Modern Healthcare: What is cancer?
Dr. Otis Brawley: Cancer is uncontrolled cell growth. When a cell goes from one to two mitosis, and then two to four, that's usually normal growth. If there's not a stop signal, that's when you have a cancer. The fact that people had these uncontrolled growths is talked about in the Bible and is even seen on the walls of caves in Egypt from 3,000 or 4,000 years ago.
MH: What do you think is problematic about this definition of cancer?
Brawley: We've used the biopsy a lot over the past 160 years, since the Germans gave us the microscopic definition of cancer in the 19th century. They used autopsies of people who clearly died of breast, lung, colon and prostate cancers. They were the first to do biopsies and what we now call H&E staining. They looked at biopsies under their microscopes, drew pictures of what they saw and defined what cancer looks like.
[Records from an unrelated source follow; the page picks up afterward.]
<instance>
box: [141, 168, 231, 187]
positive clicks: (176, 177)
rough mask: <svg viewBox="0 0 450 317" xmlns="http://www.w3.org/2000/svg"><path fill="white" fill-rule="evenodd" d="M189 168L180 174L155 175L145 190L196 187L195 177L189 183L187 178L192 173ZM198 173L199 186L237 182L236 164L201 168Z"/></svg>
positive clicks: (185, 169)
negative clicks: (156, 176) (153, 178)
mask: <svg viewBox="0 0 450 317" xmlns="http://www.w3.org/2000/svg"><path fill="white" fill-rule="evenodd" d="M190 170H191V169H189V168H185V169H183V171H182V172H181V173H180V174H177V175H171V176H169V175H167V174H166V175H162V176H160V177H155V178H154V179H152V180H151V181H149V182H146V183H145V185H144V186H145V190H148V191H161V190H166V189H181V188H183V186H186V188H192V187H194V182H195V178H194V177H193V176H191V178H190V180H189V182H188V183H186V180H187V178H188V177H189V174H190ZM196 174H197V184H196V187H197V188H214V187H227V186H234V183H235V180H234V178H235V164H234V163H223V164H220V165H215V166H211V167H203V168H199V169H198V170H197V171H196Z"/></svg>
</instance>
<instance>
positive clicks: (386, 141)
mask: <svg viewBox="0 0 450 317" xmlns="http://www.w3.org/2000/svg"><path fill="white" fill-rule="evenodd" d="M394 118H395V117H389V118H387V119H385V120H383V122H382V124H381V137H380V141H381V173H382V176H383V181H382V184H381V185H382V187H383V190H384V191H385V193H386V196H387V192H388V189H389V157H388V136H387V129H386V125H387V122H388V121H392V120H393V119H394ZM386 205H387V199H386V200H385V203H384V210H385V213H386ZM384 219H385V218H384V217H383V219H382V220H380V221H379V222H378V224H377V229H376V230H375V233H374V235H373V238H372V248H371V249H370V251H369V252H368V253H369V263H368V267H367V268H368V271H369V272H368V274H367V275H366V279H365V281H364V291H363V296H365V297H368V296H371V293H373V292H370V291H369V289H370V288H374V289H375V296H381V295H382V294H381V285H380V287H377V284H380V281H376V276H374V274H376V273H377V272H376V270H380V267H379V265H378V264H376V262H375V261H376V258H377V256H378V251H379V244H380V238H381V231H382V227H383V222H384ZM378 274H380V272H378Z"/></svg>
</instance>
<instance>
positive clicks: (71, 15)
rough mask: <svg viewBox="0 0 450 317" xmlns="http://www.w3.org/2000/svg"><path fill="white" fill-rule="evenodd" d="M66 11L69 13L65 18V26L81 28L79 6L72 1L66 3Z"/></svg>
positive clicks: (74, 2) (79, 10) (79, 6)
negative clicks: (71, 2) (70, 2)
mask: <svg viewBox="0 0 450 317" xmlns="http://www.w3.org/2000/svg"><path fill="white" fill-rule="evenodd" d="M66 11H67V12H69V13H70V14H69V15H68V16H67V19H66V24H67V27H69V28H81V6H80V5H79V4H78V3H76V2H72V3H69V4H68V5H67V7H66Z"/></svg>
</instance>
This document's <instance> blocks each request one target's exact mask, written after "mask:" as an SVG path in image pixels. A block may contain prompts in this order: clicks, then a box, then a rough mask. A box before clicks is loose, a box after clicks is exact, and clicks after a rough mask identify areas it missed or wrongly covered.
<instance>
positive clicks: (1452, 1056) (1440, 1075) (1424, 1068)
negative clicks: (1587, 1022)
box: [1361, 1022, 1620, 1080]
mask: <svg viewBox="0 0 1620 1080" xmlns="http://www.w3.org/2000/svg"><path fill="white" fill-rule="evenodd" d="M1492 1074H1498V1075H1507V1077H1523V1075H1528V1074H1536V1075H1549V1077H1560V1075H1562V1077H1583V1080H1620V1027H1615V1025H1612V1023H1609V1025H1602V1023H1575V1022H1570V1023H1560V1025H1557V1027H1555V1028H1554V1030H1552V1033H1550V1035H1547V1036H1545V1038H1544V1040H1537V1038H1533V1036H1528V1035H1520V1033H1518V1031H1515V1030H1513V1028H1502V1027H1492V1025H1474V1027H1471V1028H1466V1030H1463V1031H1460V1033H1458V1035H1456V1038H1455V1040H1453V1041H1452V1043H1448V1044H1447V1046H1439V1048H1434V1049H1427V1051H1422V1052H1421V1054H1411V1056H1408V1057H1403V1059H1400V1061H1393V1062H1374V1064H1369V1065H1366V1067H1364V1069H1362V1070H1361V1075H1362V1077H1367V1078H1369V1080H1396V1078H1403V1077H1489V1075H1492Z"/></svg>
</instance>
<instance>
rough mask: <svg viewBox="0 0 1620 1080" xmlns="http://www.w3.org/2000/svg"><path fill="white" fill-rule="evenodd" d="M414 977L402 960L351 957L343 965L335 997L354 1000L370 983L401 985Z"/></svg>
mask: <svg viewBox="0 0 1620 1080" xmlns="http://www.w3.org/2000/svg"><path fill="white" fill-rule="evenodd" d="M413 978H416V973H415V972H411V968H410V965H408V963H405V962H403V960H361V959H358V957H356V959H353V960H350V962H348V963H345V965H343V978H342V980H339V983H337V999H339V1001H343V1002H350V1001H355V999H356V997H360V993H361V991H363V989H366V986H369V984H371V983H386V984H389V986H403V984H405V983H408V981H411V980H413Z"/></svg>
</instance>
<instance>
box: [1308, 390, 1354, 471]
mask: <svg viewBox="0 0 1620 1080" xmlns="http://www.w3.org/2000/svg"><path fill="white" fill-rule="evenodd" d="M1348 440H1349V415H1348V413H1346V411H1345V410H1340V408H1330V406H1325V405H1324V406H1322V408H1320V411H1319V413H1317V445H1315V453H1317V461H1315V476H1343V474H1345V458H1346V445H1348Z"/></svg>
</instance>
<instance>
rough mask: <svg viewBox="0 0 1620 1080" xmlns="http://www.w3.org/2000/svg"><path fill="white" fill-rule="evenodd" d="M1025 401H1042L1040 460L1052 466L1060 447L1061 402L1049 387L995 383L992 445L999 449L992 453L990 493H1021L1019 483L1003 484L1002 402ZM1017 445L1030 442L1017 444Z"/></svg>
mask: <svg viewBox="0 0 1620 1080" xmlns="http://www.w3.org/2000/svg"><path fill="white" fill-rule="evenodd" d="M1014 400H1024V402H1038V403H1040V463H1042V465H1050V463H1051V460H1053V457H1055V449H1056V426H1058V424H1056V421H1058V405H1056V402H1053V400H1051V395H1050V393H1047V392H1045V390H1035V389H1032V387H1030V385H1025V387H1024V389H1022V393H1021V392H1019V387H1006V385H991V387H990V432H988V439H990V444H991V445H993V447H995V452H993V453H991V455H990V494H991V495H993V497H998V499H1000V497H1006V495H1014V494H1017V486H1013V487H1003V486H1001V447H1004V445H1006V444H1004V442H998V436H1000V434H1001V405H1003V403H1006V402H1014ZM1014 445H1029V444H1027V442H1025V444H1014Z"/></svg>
Now, 160 years later, keep in mind X-ray was invented in 1895, mammography in 1955, ultrasound in the 1960s, CT in the '70s, MRI in the '80s, and some of our biopsy techniques have just been patented in the past 10 to 15 years. Now we can see a five-millimeter tumor in a woman's breast, stick a needle into the tumor, sample it and send it to a pathologist. The pathologist uses the same H&E staining techniques that were used 160 years ago and looks at it under a 2014 version of the microscope. That pathologist says this looks just like what the Germans defined as cancer 160 years ago.
The big difference is that what the Germans saw was a tumor that clearly had spread and caused harm and killed the patient. This 5 millimeter thing may very well not be genomically or genetically programmed to grow, spread and cause harm, and that's what we call an overdiagnosed cancer. In breast cancer, with mammography screening, we believe 10% to 30% of all of our localized cancers are overdiagnosed cancers. These are women who will be treated needlessly.
In prostate cancer, some people estimate 40% to 60% of prostate cancers that we are currently diagnosing are these over-diagnosed cancers. We desperately need a 21st-century definition of cancer versus the 19th-century definition we've been using.